A US official familiar with the negotiations said Zimbabwe walked away from weeks of intensive technical talks without offering any explanation, having never raised political or policy concerns throughout the entire process.
“No policy or political concerns were relayed to us,” the official said, speaking off the record. “The government then notified us it was ceasing negotiations without stating why.”
The official was emphatic that the memorandum of understanding under discussion was strictly limited to public-health cooperation.
“The MOU focused solely on health cooperation and did not contain any provisions related to critical minerals, neither explicitly nor implicitly,” the official said. “This MoU is, and has always been, about the health of the Zimbabwean people.”
Washington said the agreement would have preserved long-standing global health-data standards, including the sharing of anonymous, aggregated epidemiological data used since the launch of PEPFAR in 2006 to track disease trends and direct treatment resources.
The collapse of the deal was confirmed by the US Embassy in Harare last week. Ambassador Pamela Tremont warned that the breakdown would rob Zimbabwean communities of significant benefits, particularly the 1.2 million people currently receiving HIV treatment through US-supported programmes.
“We now face the difficult and regrettable task of winding down our health assistance in Zimbabwe,” she said.
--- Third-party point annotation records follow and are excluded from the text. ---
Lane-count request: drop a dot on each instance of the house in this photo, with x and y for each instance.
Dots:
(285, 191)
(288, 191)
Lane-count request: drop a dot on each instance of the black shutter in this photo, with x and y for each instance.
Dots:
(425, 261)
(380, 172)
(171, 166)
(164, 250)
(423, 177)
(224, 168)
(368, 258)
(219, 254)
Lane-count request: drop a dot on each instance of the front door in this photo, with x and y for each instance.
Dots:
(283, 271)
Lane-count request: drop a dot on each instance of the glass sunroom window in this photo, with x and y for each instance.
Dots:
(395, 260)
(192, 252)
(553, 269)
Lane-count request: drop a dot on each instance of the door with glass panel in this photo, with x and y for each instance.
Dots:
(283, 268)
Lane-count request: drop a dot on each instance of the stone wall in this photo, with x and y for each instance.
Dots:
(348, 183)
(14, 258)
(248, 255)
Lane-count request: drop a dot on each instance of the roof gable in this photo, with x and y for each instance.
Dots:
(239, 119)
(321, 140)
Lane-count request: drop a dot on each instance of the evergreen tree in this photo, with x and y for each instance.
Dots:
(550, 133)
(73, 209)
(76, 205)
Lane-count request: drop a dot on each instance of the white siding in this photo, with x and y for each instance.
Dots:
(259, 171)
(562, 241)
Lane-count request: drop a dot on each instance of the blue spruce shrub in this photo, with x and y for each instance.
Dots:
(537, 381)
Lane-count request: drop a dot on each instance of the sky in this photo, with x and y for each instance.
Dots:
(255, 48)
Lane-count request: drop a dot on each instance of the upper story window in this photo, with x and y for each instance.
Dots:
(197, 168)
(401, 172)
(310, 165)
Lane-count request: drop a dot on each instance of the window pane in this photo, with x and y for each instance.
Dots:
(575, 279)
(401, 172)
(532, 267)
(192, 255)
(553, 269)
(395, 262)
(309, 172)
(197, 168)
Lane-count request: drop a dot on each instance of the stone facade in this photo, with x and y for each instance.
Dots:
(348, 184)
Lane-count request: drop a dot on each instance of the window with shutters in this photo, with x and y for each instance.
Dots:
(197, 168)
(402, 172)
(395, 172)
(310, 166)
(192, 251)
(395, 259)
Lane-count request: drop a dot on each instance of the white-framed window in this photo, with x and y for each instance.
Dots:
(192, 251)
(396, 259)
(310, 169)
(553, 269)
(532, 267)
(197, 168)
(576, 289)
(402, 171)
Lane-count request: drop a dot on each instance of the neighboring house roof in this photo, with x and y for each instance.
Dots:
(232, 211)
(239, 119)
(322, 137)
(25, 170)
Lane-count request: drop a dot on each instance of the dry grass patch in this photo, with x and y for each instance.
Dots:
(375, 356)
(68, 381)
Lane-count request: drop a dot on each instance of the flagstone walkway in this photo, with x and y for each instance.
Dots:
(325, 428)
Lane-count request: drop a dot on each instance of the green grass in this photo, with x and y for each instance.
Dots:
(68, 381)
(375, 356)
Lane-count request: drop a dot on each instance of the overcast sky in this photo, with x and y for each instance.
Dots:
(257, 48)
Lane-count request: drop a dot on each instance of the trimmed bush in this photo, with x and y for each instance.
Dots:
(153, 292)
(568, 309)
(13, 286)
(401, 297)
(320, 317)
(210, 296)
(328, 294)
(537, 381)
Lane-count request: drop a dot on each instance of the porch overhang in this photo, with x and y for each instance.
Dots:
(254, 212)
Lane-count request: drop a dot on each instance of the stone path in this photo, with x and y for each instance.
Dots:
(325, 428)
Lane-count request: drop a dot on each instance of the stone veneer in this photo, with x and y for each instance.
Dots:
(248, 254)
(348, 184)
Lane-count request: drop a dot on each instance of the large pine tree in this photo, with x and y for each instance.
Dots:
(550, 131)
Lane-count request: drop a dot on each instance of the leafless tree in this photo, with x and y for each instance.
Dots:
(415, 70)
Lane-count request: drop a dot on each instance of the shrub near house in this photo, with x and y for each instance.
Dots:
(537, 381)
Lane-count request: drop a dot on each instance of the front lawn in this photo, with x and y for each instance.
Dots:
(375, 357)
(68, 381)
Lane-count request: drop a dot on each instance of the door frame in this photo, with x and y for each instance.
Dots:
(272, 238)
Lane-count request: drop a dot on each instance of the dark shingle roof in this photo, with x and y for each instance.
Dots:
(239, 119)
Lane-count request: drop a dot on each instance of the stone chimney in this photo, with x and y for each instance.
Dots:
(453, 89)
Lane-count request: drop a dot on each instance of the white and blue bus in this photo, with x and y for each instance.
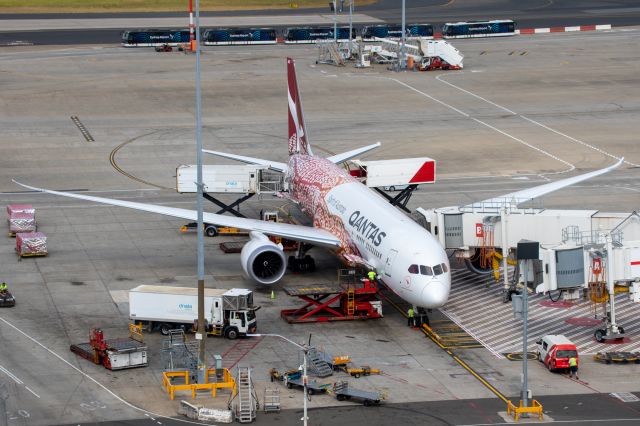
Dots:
(152, 37)
(228, 36)
(369, 33)
(299, 35)
(469, 29)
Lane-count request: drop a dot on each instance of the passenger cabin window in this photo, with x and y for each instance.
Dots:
(426, 270)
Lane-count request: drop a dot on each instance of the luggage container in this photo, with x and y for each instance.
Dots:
(31, 244)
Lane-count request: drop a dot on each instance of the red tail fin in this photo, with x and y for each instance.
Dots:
(297, 134)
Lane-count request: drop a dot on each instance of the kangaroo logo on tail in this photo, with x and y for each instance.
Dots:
(298, 143)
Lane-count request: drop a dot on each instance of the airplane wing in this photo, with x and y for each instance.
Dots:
(539, 191)
(305, 234)
(274, 165)
(339, 158)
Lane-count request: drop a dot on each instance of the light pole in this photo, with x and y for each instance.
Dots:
(350, 25)
(304, 349)
(201, 332)
(403, 60)
(335, 21)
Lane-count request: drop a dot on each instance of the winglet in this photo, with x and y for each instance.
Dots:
(538, 191)
(298, 143)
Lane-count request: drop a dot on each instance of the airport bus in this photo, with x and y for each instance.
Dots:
(227, 36)
(314, 34)
(152, 37)
(479, 29)
(395, 31)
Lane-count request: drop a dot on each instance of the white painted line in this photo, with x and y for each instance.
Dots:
(439, 78)
(576, 140)
(11, 375)
(428, 96)
(27, 388)
(541, 151)
(475, 96)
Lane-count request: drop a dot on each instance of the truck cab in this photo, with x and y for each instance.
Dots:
(555, 350)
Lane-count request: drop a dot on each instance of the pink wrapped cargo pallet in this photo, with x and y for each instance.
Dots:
(21, 222)
(20, 208)
(31, 244)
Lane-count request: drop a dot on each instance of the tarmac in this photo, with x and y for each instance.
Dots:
(525, 110)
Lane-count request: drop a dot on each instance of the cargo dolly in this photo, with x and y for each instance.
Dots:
(293, 379)
(342, 391)
(618, 357)
(114, 354)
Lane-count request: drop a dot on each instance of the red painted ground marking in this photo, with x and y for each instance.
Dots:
(559, 304)
(583, 321)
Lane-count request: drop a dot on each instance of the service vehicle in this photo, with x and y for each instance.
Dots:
(228, 313)
(6, 299)
(554, 350)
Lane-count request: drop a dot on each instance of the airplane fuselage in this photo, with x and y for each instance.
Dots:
(406, 257)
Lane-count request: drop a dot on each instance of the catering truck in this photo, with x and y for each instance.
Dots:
(228, 313)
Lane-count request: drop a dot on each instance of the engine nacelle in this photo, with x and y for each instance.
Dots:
(263, 260)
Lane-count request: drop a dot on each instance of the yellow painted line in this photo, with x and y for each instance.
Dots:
(112, 160)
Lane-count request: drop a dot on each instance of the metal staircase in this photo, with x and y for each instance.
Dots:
(246, 403)
(317, 365)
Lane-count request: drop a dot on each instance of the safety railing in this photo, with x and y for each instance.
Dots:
(225, 381)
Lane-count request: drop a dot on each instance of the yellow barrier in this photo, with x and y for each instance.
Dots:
(535, 408)
(168, 376)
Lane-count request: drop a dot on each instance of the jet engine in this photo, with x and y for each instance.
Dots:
(263, 260)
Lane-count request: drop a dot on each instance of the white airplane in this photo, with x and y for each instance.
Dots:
(348, 217)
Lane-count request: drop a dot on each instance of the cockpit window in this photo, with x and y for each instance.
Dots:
(426, 270)
(437, 269)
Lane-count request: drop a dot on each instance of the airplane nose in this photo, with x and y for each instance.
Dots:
(435, 294)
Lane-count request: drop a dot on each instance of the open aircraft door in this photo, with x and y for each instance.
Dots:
(389, 263)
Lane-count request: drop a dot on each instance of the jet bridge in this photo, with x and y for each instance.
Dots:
(583, 253)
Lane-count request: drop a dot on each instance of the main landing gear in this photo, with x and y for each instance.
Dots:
(302, 262)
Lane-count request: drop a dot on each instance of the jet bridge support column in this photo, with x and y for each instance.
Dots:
(505, 249)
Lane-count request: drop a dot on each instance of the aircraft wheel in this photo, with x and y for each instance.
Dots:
(211, 231)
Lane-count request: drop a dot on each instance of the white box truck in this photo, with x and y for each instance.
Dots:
(228, 313)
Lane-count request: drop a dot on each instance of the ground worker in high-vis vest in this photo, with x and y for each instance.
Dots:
(573, 367)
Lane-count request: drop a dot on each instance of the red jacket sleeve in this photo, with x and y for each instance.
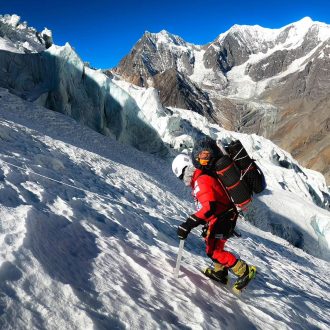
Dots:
(206, 197)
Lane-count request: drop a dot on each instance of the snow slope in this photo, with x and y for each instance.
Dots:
(87, 241)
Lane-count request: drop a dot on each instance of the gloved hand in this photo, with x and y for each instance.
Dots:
(183, 230)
The draft MoU carried $367 million in funding over five years.
The termination order traces back to a letter dated December 23, signed by Zimbabwe’s Secretary for Foreign Affairs, indicating that Mnangagwa had personally ordered talks halted.
“Zimbabwe must discontinue any negotiation with the USA on the clearly lopsided MoU that blatantly compromises and undermines the sovereignty and independence of Zimbabwe,” the letter said.
The breakdown comes against the backdrop of Washington’s push for a new wave of bilateral health agreements under its America First framework, introduced following the sweeping downsizing of USAID under the Trump administration.
At least 20 African countries including Kenya, the DRC and Uganda have signed the agreements with the United States.